Le président Obama reçoit, mardi, à la Maison-Blanche, le chef de l’Etat égyptien, Hosni Moubarak. De l’avis des observateurs, cette première visite du raïs égyptien depuis six ans vient confirmer le réchauffement des relations entre les deux pays.

La visite du président Moubarak intervient moins de trois mois après le discours du Caire, adressé par Barack Obama au monde musulman. C’est la preuve que le malaise qui prévalait entre les deux pays au temps de George Bush, en raison du mauvais état des droits humains en Egypte, tend à s’estomper.

« C’est un signal venant du Caire montrant que l’Egypte souhaite améliorer ses relations avec la Maison-Blanche. C’est aussi un signe de confiance de Moubarak vis-à-vis de Barack Obama, sur la base du discours du Caire, en même temps qu’une reconnaissance de la nécessité de faire bouger les lignes dans le dossier palestinien », explique l’ancien secrétaire d’Etat-adjoint américain chargé du Proche-Orient, Edward Walker.

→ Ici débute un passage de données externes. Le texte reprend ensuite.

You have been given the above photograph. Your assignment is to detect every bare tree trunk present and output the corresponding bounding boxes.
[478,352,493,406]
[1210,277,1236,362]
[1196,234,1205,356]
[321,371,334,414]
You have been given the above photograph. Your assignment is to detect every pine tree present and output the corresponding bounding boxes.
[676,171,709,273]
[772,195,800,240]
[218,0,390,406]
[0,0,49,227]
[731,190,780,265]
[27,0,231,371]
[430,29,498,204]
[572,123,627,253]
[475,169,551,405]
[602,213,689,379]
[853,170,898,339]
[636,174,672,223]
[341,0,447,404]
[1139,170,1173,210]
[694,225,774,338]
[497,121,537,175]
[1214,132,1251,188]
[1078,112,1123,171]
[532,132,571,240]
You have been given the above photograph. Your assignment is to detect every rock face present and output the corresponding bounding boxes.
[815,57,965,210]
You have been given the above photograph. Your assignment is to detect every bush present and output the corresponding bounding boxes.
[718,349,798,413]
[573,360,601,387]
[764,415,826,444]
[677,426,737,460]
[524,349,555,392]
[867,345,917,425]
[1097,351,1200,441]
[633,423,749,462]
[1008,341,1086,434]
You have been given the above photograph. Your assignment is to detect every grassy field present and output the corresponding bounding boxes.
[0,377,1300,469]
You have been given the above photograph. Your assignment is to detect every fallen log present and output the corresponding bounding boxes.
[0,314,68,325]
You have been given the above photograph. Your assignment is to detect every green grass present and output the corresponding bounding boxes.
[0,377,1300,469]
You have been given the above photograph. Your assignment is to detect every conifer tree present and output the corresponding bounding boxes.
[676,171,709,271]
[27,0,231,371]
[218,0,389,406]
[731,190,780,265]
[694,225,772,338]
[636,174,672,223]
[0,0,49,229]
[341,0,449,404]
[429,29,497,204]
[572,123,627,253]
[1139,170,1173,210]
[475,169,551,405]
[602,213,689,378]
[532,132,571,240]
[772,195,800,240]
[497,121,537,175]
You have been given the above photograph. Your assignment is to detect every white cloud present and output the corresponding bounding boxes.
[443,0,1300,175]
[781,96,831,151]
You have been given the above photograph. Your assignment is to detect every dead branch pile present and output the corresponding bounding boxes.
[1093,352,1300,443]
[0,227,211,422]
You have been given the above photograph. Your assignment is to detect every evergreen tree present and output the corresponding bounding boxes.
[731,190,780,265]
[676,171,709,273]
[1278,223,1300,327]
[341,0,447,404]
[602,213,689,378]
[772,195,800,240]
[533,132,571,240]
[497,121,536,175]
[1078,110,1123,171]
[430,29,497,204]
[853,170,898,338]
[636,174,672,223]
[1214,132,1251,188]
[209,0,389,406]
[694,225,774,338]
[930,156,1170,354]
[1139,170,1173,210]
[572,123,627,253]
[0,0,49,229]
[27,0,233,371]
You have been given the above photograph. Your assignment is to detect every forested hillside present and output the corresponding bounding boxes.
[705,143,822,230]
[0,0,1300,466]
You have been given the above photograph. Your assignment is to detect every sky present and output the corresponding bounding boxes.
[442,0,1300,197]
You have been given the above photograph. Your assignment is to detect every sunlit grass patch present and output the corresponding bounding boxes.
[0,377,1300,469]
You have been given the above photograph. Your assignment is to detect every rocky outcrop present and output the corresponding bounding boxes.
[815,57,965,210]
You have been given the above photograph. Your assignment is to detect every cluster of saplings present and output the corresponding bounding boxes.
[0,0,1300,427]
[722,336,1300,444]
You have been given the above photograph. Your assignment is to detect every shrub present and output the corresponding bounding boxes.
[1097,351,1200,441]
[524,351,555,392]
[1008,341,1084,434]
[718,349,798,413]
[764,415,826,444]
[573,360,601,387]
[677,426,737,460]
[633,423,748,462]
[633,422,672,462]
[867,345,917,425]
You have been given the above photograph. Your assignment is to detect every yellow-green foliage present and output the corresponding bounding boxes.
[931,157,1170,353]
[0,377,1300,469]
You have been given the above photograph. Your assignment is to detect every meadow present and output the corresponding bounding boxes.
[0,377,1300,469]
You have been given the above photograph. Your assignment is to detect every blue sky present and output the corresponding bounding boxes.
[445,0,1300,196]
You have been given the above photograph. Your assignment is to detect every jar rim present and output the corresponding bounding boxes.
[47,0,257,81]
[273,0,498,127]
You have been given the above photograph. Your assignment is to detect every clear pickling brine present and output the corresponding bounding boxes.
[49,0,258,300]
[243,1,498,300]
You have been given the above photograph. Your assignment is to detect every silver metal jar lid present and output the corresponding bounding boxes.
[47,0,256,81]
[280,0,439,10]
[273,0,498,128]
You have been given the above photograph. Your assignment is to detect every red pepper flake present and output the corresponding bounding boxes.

Walker, qui a servi comme ambassadeur américain en Israël et en Egypte dans les années 90, pense que le président Moubarak possède une longue pratique des nouveaux dirigeants américains. Cela fait, en effet, 28 ans qu’il est au pouvoir.

L’accent mis par le président Obama sur la paix au Moyen-Orient a fait naître l’espoir de voir émerger une initiative américaine pouvant déboucher sur une sortie de crise. Dans la presse égyptienne et israélienne, certains commentateurs estiment que la rencontre Obama Moubarak pourrait être sanctionnée par une annonce de grande portée.

« Nous vivons aujourd’hui un moment que je qualifierais de moment Obama », a déclaré Abdel Moneim Said Aly, directeur du Centre Al Ahram pour les études politiques et stratégiques au Caire. L’analyste égyptien fait remarquer que tous les précédents présidents américains se sont abstenus d’intervenir dans le conflit israélo-arabe au cours de leurs premiers mois à la Maison-blanche.

Edward Walker,lui, se montre volontiers sceptique. « Les journaux israéliens affirment que M. Moubarak va demander aux Américains de faire des propositions, mais je pense que ce serait prématuré », dit-il.

Edward Walker ajoute qu’au regard de la tradition laissée par ses prédécesseurs, Barack Obama ne s’est pas posé en donneur de leçons publiques de bonne gouvernance, même s’il est fort possible que la question soit abordée à huis-clos.

Une ONG égypto-américaine de plaidoyer pour la démocratie s’en est pris hier au chef de la Maison blanche, pour avoir, selon elle, accordé l’hospitalité à un « ami dictateur » de plus.